Chicken Lininggil is a type of dry curry from the province of Maguindanao, Philippines prepared with chicken, string beans and chillies cooked in palapa, turmeric, chicken liver and coconut milk.
- 1 kg free range chicken, cut into sections
- 1 small bunch string beans
- 1 large tomato, chopped
- 1/4 cup liver spread or mashed chicken liver
- 400 ml can coconut milk
- 3 pcs birds eye chillies
- 4 cloves garlic
- 3 small shallots, sliced sibuyas
- 1 thumb sized ginger, sliced
- 2 tsp turmeric
- 1/4 cup palapa
- Using a mortar and pestle (better method) or a food processor combine all spice blend recipes and process until it becomes a paste.
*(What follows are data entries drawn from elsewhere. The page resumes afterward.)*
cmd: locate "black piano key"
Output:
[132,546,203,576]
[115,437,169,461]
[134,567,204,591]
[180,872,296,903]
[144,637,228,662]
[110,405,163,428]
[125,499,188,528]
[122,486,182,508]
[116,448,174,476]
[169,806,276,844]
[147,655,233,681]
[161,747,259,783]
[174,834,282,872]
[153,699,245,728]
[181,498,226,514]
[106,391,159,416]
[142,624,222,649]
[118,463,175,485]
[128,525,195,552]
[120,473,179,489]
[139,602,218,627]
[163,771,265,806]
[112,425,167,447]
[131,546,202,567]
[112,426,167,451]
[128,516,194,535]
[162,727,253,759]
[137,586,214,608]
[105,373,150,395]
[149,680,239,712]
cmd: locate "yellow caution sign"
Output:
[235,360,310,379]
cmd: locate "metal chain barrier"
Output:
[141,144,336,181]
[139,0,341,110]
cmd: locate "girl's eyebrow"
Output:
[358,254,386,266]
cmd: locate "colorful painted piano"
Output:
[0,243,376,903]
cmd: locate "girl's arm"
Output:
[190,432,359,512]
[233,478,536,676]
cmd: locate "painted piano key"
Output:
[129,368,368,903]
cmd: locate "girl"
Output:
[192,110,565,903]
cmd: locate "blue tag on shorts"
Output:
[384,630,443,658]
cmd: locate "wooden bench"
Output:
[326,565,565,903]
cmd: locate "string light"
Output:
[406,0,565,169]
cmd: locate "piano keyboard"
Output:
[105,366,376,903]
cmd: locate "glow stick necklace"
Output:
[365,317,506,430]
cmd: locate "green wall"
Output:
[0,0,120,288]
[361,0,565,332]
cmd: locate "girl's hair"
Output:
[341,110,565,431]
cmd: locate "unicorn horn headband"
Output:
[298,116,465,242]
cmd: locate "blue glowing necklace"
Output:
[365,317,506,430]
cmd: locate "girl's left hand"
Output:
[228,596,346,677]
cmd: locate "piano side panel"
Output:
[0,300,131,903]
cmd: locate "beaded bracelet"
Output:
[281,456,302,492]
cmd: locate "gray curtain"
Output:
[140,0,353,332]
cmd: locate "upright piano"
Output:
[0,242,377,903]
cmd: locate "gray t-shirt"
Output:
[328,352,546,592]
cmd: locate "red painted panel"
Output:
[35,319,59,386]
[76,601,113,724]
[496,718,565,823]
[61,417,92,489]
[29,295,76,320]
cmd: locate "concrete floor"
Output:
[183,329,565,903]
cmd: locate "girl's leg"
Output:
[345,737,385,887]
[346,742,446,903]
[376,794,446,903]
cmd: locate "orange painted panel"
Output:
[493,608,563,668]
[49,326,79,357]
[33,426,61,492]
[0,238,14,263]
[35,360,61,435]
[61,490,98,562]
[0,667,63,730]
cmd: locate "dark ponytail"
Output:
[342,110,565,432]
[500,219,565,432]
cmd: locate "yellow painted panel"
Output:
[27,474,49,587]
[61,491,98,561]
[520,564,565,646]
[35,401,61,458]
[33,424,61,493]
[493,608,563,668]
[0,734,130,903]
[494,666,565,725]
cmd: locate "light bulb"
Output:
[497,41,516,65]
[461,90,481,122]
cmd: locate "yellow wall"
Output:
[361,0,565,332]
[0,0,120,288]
Set it aside.
- Heat oil in a wok, once oil start to smoke add and brown chicken pieces on all sides. Once browned remove chicken from the wok then set it aside.
- Lower the heat, add more oil then the palapa, sauté until fragrant.
- Add the tomatoes, then continue to stir fry until tomatoes are soft.
- Pour the coconut milk then add the chicken, liver, and chillies, bring heat to medium then let it boil.
- Once boiling put heat to low then cover the wok, simmer for 30 minutes.
- Remove the cover, add the string beans, bring heat to high, then cook while mixing occasionally until liquid has almost dried up and string beans are tender, around 5 minutes.
- Season with salt if needed, turn the heat off then serve.